Entry 12: Admin Dashboard
Section titled “Entry 12: Admin Dashboard”Date: 2026-03-08
Question: Separate web app or embedded in the mobile app?
Discussion: A simple SvelteKit web app, separate from the mobile app. Same Go API, Super Admin auth. CRUD operations for businesses, events, users, and tags. No telemetry or analytics at MVP.
Hosted on Cloudflare Pages since the developer already uses Cloudflare.
Advanced features (analytics, moderation tools, audit logs) are deferred to a future phase.
Decision: Separate SvelteKit web app on Cloudflare Pages. Simple CRUD for MVP.

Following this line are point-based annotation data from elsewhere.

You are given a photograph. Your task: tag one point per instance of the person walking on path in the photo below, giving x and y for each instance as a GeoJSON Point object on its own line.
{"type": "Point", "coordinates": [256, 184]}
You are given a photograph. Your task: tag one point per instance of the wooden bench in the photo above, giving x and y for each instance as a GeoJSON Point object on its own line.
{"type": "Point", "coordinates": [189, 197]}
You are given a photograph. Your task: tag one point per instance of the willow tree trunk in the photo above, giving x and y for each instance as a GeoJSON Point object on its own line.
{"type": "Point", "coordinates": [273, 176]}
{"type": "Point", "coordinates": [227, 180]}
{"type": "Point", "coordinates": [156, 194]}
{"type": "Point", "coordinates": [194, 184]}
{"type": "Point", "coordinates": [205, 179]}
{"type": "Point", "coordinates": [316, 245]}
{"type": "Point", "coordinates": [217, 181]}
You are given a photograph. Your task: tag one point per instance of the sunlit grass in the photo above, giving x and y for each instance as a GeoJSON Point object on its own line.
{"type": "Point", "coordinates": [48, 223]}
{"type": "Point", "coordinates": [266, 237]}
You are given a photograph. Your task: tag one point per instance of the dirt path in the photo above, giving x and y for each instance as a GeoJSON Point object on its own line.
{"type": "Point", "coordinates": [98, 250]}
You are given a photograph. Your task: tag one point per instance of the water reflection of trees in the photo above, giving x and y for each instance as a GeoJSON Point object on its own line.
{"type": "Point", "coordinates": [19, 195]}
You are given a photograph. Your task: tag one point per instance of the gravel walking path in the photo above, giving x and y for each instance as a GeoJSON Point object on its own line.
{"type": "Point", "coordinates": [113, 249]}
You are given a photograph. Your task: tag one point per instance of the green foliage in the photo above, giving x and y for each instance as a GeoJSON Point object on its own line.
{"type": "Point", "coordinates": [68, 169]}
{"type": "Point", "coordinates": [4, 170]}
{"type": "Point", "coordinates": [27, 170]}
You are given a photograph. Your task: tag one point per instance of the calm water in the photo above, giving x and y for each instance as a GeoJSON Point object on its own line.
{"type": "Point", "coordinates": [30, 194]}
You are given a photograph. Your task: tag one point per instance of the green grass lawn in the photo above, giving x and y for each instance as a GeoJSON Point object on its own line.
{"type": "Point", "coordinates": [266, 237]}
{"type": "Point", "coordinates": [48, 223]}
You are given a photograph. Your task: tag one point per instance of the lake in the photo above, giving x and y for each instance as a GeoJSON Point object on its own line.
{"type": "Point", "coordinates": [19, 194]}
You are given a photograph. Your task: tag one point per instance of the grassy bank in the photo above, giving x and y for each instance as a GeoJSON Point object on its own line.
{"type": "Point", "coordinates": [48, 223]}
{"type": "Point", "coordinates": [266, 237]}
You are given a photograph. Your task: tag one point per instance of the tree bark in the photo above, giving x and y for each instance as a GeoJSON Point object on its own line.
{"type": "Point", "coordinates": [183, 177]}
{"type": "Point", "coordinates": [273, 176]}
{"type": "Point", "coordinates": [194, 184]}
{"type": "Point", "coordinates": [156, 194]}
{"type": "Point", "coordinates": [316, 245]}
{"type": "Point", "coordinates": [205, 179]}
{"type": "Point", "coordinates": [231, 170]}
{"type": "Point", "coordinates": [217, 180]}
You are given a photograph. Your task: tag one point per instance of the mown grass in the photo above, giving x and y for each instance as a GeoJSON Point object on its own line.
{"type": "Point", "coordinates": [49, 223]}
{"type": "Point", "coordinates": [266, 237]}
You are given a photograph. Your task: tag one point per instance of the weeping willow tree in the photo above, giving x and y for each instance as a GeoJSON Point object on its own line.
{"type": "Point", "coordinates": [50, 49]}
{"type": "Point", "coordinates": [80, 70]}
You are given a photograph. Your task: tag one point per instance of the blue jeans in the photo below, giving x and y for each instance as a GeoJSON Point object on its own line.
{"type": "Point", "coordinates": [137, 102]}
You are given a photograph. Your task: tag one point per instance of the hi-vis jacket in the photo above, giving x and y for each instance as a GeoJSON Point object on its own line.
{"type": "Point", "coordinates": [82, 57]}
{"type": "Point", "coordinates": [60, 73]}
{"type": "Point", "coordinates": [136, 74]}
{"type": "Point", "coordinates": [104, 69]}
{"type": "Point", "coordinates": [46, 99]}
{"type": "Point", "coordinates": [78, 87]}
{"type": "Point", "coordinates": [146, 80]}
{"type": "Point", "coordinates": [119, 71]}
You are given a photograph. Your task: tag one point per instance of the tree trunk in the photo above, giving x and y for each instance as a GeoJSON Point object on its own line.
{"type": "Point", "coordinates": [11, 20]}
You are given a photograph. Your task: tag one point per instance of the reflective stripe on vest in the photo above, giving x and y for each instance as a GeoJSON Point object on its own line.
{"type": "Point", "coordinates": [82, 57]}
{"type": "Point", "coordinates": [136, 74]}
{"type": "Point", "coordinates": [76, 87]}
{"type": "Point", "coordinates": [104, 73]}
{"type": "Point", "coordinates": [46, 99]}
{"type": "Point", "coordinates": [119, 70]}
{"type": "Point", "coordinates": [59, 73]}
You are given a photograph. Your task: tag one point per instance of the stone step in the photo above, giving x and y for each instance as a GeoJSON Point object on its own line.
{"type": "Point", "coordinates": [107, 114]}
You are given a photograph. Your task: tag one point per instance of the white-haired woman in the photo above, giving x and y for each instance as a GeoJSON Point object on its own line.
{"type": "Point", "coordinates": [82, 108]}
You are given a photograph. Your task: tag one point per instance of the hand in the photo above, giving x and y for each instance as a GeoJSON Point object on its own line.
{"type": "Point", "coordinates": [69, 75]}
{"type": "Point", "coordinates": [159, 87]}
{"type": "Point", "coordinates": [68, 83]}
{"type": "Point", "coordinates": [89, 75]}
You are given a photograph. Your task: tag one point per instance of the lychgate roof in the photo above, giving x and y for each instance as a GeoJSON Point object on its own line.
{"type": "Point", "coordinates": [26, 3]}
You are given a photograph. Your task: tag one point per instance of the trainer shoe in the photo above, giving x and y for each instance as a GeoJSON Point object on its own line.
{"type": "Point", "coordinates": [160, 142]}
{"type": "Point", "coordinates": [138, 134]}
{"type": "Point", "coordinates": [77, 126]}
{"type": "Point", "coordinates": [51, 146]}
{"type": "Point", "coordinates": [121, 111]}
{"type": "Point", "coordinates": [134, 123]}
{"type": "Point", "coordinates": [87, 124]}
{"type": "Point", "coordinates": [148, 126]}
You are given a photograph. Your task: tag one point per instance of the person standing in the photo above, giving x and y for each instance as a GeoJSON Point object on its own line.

Entry 13: Local Development Database
Section titled “Entry 13: Local Development Database”Date: 2026-03-09
Question: Should we use Docker for local Postgres, or connect to the existing Postgres on the developer’s NAS?
Discussion:
The project plan originally specified “PostgreSQL running in Docker” with a docker-compose.yml. However, the developer already runs a Postgres instance on a Synology NAS on the local network. The instance is always available during development.
We considered three options:
- NAS only — use the existing Postgres instance. No Docker setup needed.
- NAS + Docker fallback — primary dev against NAS, but also create a
docker-compose.ymlfor portability. - Docker only — stick with the original plan, ignore the NAS.
The .env config pattern means the Go application does not know where Postgres is running. Switching between NAS, Docker, or Railway is a single environment variable change. This made the decision low-stakes — we can add a docker-compose.yml later if a second developer joins.
The developer manages the database using TablePlus on macOS.
Decision: NAS-hosted Postgres for local development. No Docker. See ADR-008.